This post is written for fellow SOA Suite Administrators, I will show how improper Composite cleanup in the Oracle SOA Suite will affect the performance of the Java Virtual Machines.
SOA environments are always in motion, as business requirements grow and developers keep adding services and support for frontend and backend systems. Depending on the size and complexity of the middleware environment, this can result in a constant flow of new composites, ready for deployment.
The Oracle Fusion Middleware SOA suite supports a nice way for service lifecycle management. It allows the SOA Administrators to have multiple revisions of one composite. If for example a new version of a composite is deployed, the revision number is increased and the new composite becomes the ‘default’ version. Older versions of the composite can still be used by older running instances. New instances will automatically use the new (default) composite. If for some reason the new composite contains a problem, an older revision can be set as the default.
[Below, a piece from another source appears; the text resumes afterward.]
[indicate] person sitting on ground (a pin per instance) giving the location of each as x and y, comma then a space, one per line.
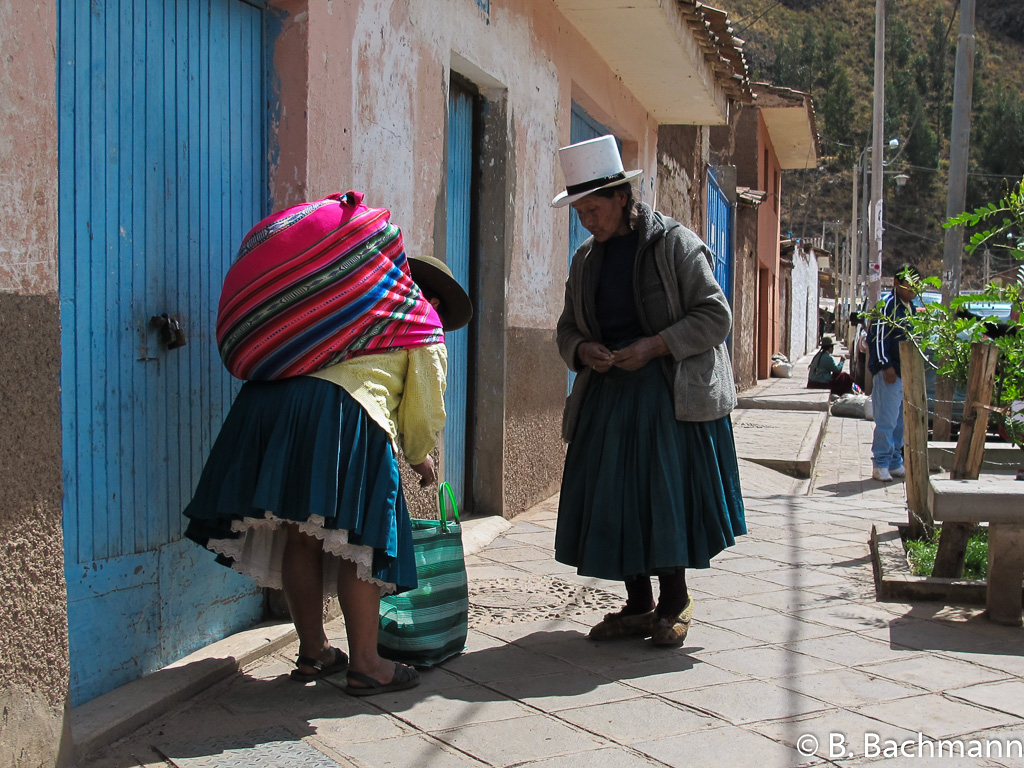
826, 374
Although this mechanism offers interesting lifecycle and fallback possibilities, it can become difficult for SOA Suite Administrators to keep track of all the composites which are deployed. After all, deploying new composites is always in the interest of the business, but the importance of proper composite cleanup is often underestimated or even forgotten. As we’ve seen with one of our customers, this can have serious impact on the performance of service calls and the throughput, because this is directly related to the way the Java Virtual Machine works.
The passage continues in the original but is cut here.